There is a Swede in this group which I think is related to the Germans, and this is the 1972 Volvo 1800 ES, which I bought new when I was in medical school. This car has over 120,000 miles on it and has traveled up and down the East coast many times. It also had initial problems but has been sorted out for years and is as solid as a car as I have ever driven. I also think it is a beautiful design as a sport wagon and, while definitely a heavy weight in handling, is a great cruising car. The BMW M-Coup is a 2002, and is one of 5,000 made. It fits the sport wagon theme and is the smoothest, silkiest car I have ever driven, both in terms of its 315 (U.S.) horsepower in line 6 and its incredible transmission. Many writers hated the looks of this car, but I have never seen anyone who didn’t like the way it drove and handled. Definitely a keeper. The Audi All-Road is obviously the winter car, and there have been a lot of these sold in the U.S., which leads to confusion as to why Audi stopped production on this in favor of the ugly and bulky Q7 SUV. The All Road had a unique niche in that it combined a station wagon with a 250 twin turbo charged V6 (mine) or 300 horsepower V8 (my wife’s) with great handling, and at least in the V6, a six speed manual transmission, thus meeting all of my requirements.
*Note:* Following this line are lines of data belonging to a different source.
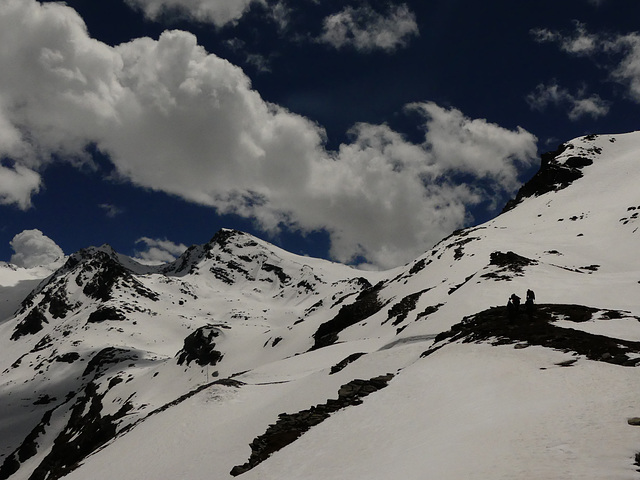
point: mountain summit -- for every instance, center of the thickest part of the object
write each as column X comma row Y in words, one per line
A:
column 240, row 359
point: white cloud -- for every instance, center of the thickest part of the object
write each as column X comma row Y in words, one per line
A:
column 621, row 52
column 17, row 185
column 110, row 210
column 173, row 118
column 578, row 105
column 579, row 42
column 365, row 29
column 159, row 251
column 34, row 249
column 218, row 12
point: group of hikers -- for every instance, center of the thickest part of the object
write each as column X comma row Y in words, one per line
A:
column 513, row 305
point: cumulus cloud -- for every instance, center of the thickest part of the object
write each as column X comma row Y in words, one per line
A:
column 218, row 12
column 34, row 249
column 366, row 30
column 578, row 105
column 618, row 54
column 174, row 118
column 157, row 251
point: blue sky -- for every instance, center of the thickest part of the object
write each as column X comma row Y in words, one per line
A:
column 361, row 131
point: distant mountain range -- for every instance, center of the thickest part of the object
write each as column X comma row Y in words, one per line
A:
column 243, row 360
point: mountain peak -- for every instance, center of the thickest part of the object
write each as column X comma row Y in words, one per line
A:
column 559, row 168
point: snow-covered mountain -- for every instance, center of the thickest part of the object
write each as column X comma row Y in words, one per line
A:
column 243, row 360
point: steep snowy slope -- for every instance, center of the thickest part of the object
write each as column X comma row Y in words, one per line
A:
column 240, row 359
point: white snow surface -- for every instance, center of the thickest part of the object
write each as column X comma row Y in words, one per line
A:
column 467, row 410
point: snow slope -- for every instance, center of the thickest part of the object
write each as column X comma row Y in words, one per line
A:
column 241, row 359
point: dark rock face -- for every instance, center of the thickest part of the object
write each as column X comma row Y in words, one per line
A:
column 341, row 365
column 552, row 176
column 290, row 427
column 86, row 431
column 537, row 328
column 509, row 264
column 400, row 311
column 200, row 347
column 30, row 325
column 105, row 313
column 367, row 303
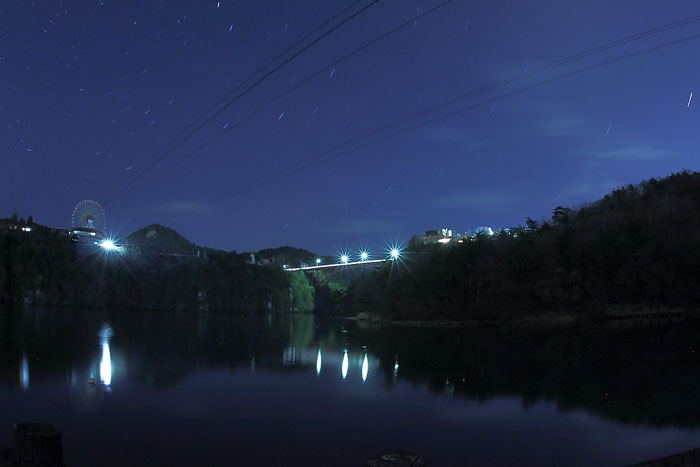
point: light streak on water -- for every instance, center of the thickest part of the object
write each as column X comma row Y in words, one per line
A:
column 24, row 373
column 318, row 362
column 365, row 368
column 345, row 364
column 106, row 361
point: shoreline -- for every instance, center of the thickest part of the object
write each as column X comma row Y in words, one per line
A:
column 610, row 317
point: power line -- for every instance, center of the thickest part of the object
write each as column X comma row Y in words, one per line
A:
column 248, row 78
column 243, row 93
column 496, row 85
column 309, row 78
column 315, row 160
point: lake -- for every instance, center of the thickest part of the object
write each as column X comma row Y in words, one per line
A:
column 225, row 389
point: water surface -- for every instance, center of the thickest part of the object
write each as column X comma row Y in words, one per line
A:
column 223, row 389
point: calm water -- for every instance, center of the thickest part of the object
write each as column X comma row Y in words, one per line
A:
column 216, row 389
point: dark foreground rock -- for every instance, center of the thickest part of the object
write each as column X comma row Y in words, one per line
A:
column 682, row 459
column 396, row 459
column 36, row 444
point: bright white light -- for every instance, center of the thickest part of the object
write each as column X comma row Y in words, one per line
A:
column 365, row 368
column 106, row 361
column 318, row 362
column 345, row 364
column 108, row 245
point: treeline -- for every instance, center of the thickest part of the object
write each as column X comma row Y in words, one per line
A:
column 636, row 249
column 44, row 267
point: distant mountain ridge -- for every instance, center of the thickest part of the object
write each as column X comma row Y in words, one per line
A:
column 160, row 239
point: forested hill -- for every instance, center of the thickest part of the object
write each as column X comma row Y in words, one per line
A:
column 634, row 250
column 160, row 239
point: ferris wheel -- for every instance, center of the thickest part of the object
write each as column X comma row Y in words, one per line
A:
column 88, row 214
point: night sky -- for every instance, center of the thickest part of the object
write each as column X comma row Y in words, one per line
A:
column 93, row 92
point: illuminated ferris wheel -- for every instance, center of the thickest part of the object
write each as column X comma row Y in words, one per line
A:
column 88, row 214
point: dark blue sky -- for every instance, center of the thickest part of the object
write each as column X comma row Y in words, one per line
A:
column 90, row 91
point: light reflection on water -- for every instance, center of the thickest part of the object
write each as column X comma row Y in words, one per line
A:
column 226, row 371
column 318, row 362
column 106, row 360
column 344, row 368
column 24, row 372
column 365, row 368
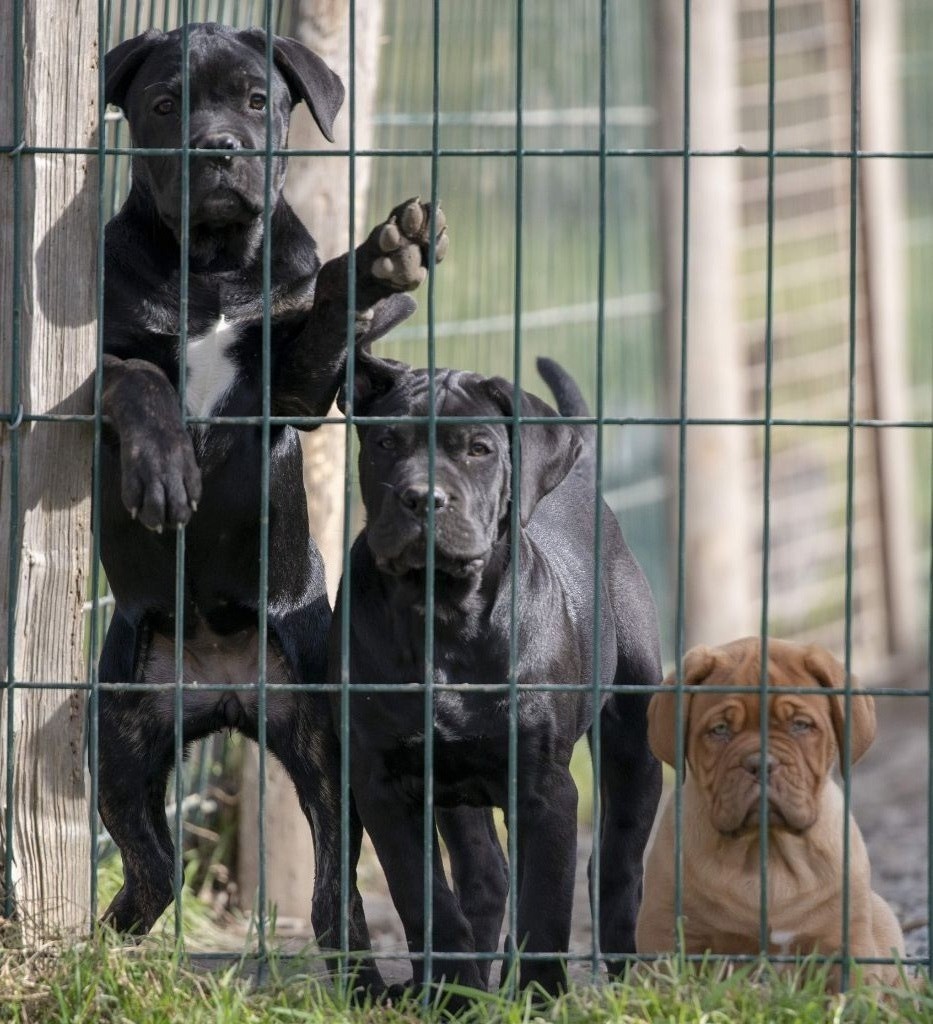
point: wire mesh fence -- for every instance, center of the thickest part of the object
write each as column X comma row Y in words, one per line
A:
column 546, row 134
Finally are the Porches. There is a 1996 993 C4 which is one of the last air cooled 9-11s; and is a car that I drive with snow tires in the winter on nice winter days so as not to become bored. I figure that it is probably the least vulnerable to rust of all of these cars, and I can’t see having a car like this that I drive only three months a year. The light blue 968 next to it, is a 1993 model, and is also a sleeper in the collector market. This car apparently had no fewer than 68 original patents and was one of the first, if not the first, car to have Vario-CAM. It also, I believe, has the most horsepower of any four cylinder production engine at 236. In contrast to the C4 coupe, it is roomy, comfortable on long trips, and you can take everything you need with you. People have started holding on to these cars now once they have learned, than in contrast to popular opinion, they are not a remake of the 944, and only the two doors are in common with that earlier model. Yeah, I know it is not a real Porsche, but you will be amazed at how many people comment on it.

So, such as it is, this is the Wolff collection, and I don’t have room for anything else. Although, where there is a will, there is a way.